1121 words - 5 pages

Rudyard Kipling wrote Kim during a very important historical period in India, while it was under British rule. In Kim, Kipling writes about the colonialism, the racism, and prejudices that were common place during that time period. Kipling incorporated cultural influences into each of his characters. This helped to establish the characters behaviors in particular and discernible ways. The four main players of the Great Game were: Colonel Creighton, Lurgan Sahib, Mahbub Ali, and Hurree Babu. They each are distinct characters who used their different personalities throughout the Great Game. Kipling not only explores the cultural and ethnical attributes that each player has in the Great Game, but he also exemplifies the societal and personal influence that could not be solely identified by the color of their skin.

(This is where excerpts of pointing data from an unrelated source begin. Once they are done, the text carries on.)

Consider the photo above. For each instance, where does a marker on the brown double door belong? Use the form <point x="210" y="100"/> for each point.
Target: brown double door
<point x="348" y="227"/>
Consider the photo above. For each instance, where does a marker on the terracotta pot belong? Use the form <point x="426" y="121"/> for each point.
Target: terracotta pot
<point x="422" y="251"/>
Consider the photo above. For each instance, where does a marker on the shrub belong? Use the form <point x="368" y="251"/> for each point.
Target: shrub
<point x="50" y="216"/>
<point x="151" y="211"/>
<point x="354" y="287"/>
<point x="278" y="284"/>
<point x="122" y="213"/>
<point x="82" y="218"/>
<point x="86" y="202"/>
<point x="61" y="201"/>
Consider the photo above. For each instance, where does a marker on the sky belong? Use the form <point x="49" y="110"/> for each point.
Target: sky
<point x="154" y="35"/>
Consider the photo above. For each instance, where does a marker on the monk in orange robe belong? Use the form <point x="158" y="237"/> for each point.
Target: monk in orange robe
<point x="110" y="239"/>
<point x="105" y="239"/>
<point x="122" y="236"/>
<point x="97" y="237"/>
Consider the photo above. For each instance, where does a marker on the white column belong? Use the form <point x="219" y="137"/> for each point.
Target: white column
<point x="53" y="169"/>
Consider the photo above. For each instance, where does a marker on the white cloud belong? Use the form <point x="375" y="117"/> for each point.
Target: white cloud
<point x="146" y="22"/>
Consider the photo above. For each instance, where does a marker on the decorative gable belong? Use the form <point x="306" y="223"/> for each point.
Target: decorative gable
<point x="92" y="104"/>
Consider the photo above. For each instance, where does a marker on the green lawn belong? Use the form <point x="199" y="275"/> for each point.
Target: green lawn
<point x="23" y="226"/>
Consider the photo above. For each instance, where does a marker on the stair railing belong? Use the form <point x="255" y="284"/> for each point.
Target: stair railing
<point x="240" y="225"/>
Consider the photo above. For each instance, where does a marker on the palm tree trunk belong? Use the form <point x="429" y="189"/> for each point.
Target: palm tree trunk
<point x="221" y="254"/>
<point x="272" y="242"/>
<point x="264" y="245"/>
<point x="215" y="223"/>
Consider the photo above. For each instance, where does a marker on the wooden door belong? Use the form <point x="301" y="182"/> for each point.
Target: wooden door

Kipling conveyed a strong imperialist point of view in Colonel Creighton. Colonel Creighton displayed this characteristic in his old-fashioned approach to playing the Great Game. He was patient and had long term vision for Kim and the Great Game. Creighton is settled and confident in the established society of India. He interacted with others in the Great Game that showed that same confidence and a directive that displayed his imperialist point of view. Though he was not domineering, he distanced himself from others in the game and assumed his role accordingly. Creighton was decisively English in character.
Creighton conveyed himself as an elusive member of the boring Ethnological Survey. Kipling wrote that he would be content among the old order in London as much as he was in India. He displayed a calm structured demeanor that came from the very structured English way of life. He patiently approached Kim and saw value in Kim apprenticing for the Great Game. On page 111, Kipling wrote “But you’re not far wrong. That boy mustn’t be wasted if he is as advertised.” Creighton identified the value that Kim can have for the empire and further the imperialist goals of Britain.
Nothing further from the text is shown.